Nana may be a bit "wonky," as Aunt Ester puts it, but Avery is dumbfounded. Ester (Kimberly Daniel) explains that, although Avery's parents think they attended Nana's funeral, she's actually living in a small room off the kitchen. "Maybe they're more eccentric than I remembered," he admits to Gillian. Avery also remembers that when he left for Europe six years earlier, the Sutton house was not literally sinking into the ground. "It's 'settling,'" explains his mother, though Avery takes the sinking to heart. He knows it's an outward emblem of the family's inward turmoil. For example, Avery's mother keeps insisting he sent her postcards -- 37 of them -- while he was away, though he knows he sent none.
Michael McKeever, who lives in Davie, wrote 37 Postcards for New Theatre's New Plays Project, which commissions works by Florida playwrights and is funded in part by the theater's recent grant from the National Endowment For the Arts. (Hey, Jesse Helms, can you say fellatio?) Another recent McKeever work, the extraordinary The Garden of Hannah List, played at the Florida Stage earlier this year. In addition to writing plays, McKeever -- who in local theater circles is often described as the Most Talented Person Ever to Set Foot in South Florida -- is a graphic artist, whose posters include works for Radio City Music Hall, the Miami International Film Festival, and Good Morning America. He's also an actor and in fact stars in 37 Postcards as Avery.
Despite McKeever's golden touch, Postcards doesn't have enough personality to stand out from the dozens of other works it resembles. While the Suttons may be more eccentric than Avery remembers, the rest of us encounter folks like them everywhere we turn. In fact, it's impossible to sit through 37 Postcards without thinking of a half-dozen classic comedies (Bringing Up Baby, Holiday, et al.) about people dragging friends home to meet their oddball relatives.
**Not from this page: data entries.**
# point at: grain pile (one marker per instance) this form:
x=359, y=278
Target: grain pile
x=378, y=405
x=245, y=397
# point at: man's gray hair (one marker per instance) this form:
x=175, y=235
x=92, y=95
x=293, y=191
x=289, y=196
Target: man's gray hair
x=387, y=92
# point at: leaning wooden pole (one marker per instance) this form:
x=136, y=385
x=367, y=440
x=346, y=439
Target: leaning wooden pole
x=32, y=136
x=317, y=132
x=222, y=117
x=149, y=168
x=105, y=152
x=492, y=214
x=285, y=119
Of course, the appeal of idiosyncratic families as a subject for tragedy or comedy is that we all have a metaphorical moose in the guest bedroom. (In my family we have a stuffed swordfish.) And, from time to time, all of us feel like the human offspring of aliens. Eccentric relatives -- from Eugene O'Neill's Tyrones in Long Day's Journey Into Night to TV's The Addams Family -- have populated theater stages, movie and TV screens, and the pages of novels for so long they've become cliched. One family's Aunt Ester with a phone-sex business is another family's Uncle Fester sleeping on a bed of nails.
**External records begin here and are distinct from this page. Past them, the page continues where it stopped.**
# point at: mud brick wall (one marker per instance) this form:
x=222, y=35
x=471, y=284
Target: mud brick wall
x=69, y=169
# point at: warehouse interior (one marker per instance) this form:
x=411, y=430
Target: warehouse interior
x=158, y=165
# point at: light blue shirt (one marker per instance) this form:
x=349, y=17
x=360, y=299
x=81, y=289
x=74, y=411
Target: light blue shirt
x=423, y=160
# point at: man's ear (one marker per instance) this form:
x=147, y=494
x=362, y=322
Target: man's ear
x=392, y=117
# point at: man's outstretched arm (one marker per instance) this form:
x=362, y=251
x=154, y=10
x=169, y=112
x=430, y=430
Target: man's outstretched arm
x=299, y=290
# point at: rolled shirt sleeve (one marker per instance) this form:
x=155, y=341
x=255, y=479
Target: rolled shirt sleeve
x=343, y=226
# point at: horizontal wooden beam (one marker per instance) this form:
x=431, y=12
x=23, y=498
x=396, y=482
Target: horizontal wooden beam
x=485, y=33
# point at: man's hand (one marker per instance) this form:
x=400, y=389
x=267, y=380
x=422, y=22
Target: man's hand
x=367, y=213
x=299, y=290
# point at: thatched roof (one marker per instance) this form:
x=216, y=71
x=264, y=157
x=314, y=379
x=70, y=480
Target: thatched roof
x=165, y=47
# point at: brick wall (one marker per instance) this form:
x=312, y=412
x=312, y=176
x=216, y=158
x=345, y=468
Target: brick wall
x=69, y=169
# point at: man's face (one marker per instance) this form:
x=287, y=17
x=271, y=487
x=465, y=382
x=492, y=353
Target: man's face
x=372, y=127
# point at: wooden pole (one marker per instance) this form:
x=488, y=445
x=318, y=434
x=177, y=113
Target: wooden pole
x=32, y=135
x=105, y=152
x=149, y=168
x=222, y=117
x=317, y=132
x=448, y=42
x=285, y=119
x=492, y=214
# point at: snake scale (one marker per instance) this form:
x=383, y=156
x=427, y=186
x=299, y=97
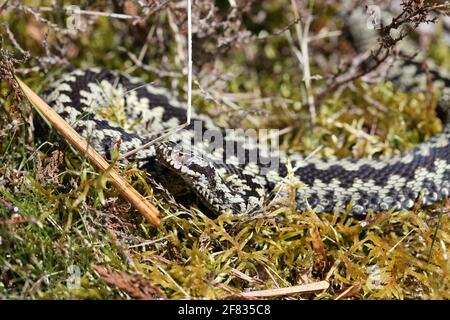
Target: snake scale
x=228, y=170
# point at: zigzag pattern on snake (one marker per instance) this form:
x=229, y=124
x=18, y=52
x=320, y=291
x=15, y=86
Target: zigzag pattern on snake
x=241, y=175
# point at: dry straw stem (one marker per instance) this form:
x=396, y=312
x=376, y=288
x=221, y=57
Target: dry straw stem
x=304, y=288
x=128, y=192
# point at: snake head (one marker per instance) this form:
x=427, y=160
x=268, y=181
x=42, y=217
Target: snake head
x=213, y=184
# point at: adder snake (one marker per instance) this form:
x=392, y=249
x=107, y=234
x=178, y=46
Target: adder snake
x=221, y=179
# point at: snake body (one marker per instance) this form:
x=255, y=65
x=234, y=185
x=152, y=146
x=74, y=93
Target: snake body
x=239, y=174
The play, however, does have its charms. Indeed the ghost of Moss Hart -- whose 1936 Pulitzer Prize-winning comedy You Can't Take It With You set the standard for zany families in American plays -- hovers over 37 Postcards like a kindly guardian angel. (The exploding toilet that plagues the Suttons is a singularly Hartian device.) While the play is nicely constructed and perfectly enjoyable (and chock full of jokes about Nana slapping neighbor Martha Stewart), its depiction of Wasps as a well-dressed but emotionally restrained tribe isn't especially fresh. As a budding McKeever fan, I found Postcards disappointing, coming as it does so soon after The Garden of Hannah List, which made the terrors of the Holocaust seem new.
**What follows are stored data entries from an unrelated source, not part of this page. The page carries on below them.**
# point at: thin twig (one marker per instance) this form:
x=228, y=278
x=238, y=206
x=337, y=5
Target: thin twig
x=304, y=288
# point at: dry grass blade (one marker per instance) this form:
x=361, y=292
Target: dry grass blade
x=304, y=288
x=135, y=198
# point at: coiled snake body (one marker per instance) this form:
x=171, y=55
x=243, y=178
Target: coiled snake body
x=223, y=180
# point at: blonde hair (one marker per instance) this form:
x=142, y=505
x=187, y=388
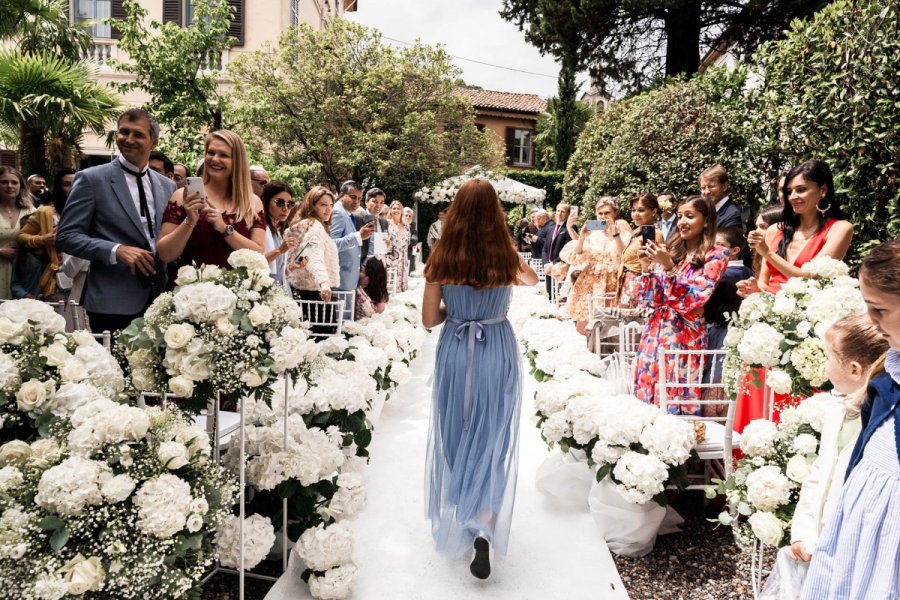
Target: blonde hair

Like many domestic comedies, the story of the Suttons has a darker side, and McKeever's strongest asset here is his ability to occasionally insert hints of grief and loss into the play's lighter elements. Unfortunately the audience catches on to the source of the Suttons' grief long before the characters do. Could Avery's parents think Nana is dead because, in fact, that would be easier to digest than the death of another family member? Anyone attuned to the playwright's sensibility will easily guess the fate of Avery's missing twin brother and the role he plays in the family's collective state of mind.